Department of Medicine, Vanderbilt University School of Medicine, Division of Human Nutrition, Saint Thomas Medical Group, Saint Thomas Hospital, Nashville, TN, USA.
J Clin Hypertens (Greenwich). 2011 Aug;13(8):621-7. doi: 10.1111/j.1751-7176.2011.00489.x. Epub 2011 Jul 11.
Mercury has a high affinity for sulfhydryl groups, inactivating numerous enzymatic reactions, amino acids, and sulfur-containing antioxidants (N-acetyl-L-cysteine, alpha-lipoic acid, L-glutathione), with subsequent decreased oxidant defense and increased oxidative stress. Mercury binds to metallothionein and substitute for zinc, copper, and other trace metals, reducing the effectiveness of metalloenzymes. Mercury induces mitochondrial dysfunction with reduction in adenosine triphosphate, depletion of glutathione, and increased lipid peroxidation. Increased oxidative stress and reduced oxidative defense are common. Selenium and fish containing omega-3 fatty acids antagonize mercury toxicity. The overall vascular effects of mercury include increased oxidative stress and inflammation, reduced oxidative defense, thrombosis, vascular smooth muscle dysfunction, endothelial dysfunction, dyslipidemia, and immune and mitochondrial dysfunction. The clinical consequences of mercury toxicity include hypertension, coronary heart disease, myocardial infarction, cardiac arrhythmias, reduced heart rate variability, increased carotid intima-media thickness and carotid artery obstruction, cerebrovascular accident, generalized atherosclerosis, and renal dysfunction, insufficiency, and proteinuria. Pathological, biochemical, and functional medicine correlations are significant and logical. Mercury diminishes the protective effect of fish and omega-3 fatty acids. Mercury inactivates catecholaminei-0-methyl transferase, which increases serum and urinary epinephrine, norepinephrine, and dopamine. This effect will increase blood pressure and may be a clinical clue to mercury-induced heavy metal toxicity. Mercury toxicity should be evaluated in any patient with hypertension, coronary heart disease, cerebral vascular disease, cerebrovascular accident, or other vascular disease. Specific testing for acute and chronic toxicity and total body burden using hair, toenail, urine, and serum should be performed.

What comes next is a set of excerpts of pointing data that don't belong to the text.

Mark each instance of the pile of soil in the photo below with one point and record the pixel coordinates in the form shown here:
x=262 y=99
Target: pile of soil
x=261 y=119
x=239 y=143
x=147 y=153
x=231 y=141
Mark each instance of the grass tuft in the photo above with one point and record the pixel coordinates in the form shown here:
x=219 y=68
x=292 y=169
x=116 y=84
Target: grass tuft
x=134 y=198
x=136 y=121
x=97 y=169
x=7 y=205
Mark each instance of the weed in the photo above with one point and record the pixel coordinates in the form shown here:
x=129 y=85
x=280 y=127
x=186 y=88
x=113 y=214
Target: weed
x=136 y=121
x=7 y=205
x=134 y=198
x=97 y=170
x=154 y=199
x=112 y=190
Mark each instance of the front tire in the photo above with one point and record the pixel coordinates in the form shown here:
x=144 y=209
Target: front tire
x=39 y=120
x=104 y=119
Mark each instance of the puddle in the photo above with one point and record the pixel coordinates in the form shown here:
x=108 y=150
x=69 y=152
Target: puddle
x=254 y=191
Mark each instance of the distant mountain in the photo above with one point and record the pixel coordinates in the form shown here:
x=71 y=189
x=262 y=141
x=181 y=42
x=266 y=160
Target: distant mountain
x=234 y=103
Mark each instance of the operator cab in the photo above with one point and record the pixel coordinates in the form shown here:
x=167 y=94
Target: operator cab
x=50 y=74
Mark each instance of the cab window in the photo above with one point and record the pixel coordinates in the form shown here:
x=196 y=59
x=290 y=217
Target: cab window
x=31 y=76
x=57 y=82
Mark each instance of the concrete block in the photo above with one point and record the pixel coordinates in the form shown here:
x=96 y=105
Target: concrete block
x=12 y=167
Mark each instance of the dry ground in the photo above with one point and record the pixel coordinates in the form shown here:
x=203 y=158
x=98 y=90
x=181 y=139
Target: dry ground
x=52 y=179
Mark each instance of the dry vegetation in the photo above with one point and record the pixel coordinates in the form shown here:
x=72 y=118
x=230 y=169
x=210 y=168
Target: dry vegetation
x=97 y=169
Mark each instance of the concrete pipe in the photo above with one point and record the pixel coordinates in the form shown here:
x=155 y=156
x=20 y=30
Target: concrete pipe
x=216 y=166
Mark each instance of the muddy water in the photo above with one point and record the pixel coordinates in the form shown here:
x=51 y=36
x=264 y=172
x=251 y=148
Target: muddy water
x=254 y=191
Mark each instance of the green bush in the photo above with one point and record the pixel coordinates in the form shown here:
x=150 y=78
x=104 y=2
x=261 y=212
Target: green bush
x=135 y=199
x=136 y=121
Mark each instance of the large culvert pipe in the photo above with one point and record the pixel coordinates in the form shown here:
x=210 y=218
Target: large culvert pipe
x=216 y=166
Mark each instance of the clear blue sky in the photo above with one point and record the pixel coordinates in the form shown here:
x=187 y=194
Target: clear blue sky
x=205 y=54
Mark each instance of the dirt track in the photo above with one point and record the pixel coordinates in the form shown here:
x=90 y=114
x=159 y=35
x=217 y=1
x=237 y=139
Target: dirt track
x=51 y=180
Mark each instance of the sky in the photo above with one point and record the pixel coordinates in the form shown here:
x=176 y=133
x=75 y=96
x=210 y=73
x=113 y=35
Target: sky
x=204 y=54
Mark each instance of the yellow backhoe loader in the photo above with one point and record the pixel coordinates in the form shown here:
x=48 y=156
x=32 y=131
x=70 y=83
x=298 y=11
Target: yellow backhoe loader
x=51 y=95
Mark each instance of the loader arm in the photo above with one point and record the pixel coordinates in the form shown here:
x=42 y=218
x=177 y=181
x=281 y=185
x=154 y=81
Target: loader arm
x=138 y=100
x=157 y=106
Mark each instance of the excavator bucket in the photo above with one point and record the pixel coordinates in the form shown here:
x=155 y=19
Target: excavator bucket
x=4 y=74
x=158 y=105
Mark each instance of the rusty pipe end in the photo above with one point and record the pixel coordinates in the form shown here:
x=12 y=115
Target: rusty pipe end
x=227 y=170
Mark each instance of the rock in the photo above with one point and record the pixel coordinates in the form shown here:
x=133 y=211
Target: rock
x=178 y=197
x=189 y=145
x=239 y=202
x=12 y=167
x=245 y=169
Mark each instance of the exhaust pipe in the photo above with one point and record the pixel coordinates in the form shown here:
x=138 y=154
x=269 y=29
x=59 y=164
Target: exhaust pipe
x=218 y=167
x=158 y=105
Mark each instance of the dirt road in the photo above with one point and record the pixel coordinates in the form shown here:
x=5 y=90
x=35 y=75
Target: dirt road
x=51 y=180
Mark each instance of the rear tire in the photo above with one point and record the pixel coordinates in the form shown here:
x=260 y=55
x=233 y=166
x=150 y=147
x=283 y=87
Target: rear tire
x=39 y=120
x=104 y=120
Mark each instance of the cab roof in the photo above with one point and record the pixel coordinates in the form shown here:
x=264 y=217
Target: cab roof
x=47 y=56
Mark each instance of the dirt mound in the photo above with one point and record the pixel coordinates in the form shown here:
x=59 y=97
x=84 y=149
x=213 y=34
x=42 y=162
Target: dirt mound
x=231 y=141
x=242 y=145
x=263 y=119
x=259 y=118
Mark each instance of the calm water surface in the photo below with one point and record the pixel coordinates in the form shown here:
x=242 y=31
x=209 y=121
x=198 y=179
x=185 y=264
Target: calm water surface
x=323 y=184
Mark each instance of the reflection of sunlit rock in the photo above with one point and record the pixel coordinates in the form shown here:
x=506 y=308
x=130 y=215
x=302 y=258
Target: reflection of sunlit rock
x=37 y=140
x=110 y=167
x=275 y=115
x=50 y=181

汞对巯基具有很高的亲和力,会使许多酶反应、氨基酸和含硫抗氧化剂(N-乙酰-L-半胱氨酸、α-硫辛酸、L-谷胱甘肽)失活,随后降低氧化防御能力并增加氧化应激。汞与金属硫蛋白结合并替代锌、铜和其他微量元素,降低金属酶的有效性。汞会导致线粒体功能障碍,减少三磷酸腺苷,耗尽谷胱甘肽,并增加脂质过氧化。氧化应激增加和氧化防御降低是常见的。硒和含有欧米伽-3 脂肪酸的鱼能拮抗汞的毒性。汞对血管的总体影响包括增加氧化应激和炎症、降低氧化防御、血栓形成、血管平滑肌功能障碍、内皮功能障碍、血脂异常以及免疫和线粒体功能障碍。汞毒性的临床后果包括高血压、冠心病、心肌梗死、心律失常、心率变异性降低、颈动脉内膜中层厚度增加和颈动脉阻塞、脑血管意外、全身性动脉粥样硬化以及肾功能不全、衰竭和蛋白尿。病理、生化和功能医学相关性具有重要意义且合乎逻辑。汞会减弱鱼和欧米伽-3 脂肪酸的保护作用。汞会使儿茶酚胺-O-甲基转移酶失活,增加血清和尿液中的肾上腺素、去甲肾上腺素和多巴胺。这种作用会增加血压,可能是汞引起重金属毒性的临床线索。任何患有高血压、冠心病、脑血管疾病、脑血管意外或其他血管疾病的患者都应评估汞毒性。应使用头发、指甲、尿液和血清进行急性和慢性毒性以及全身负荷的特定检测。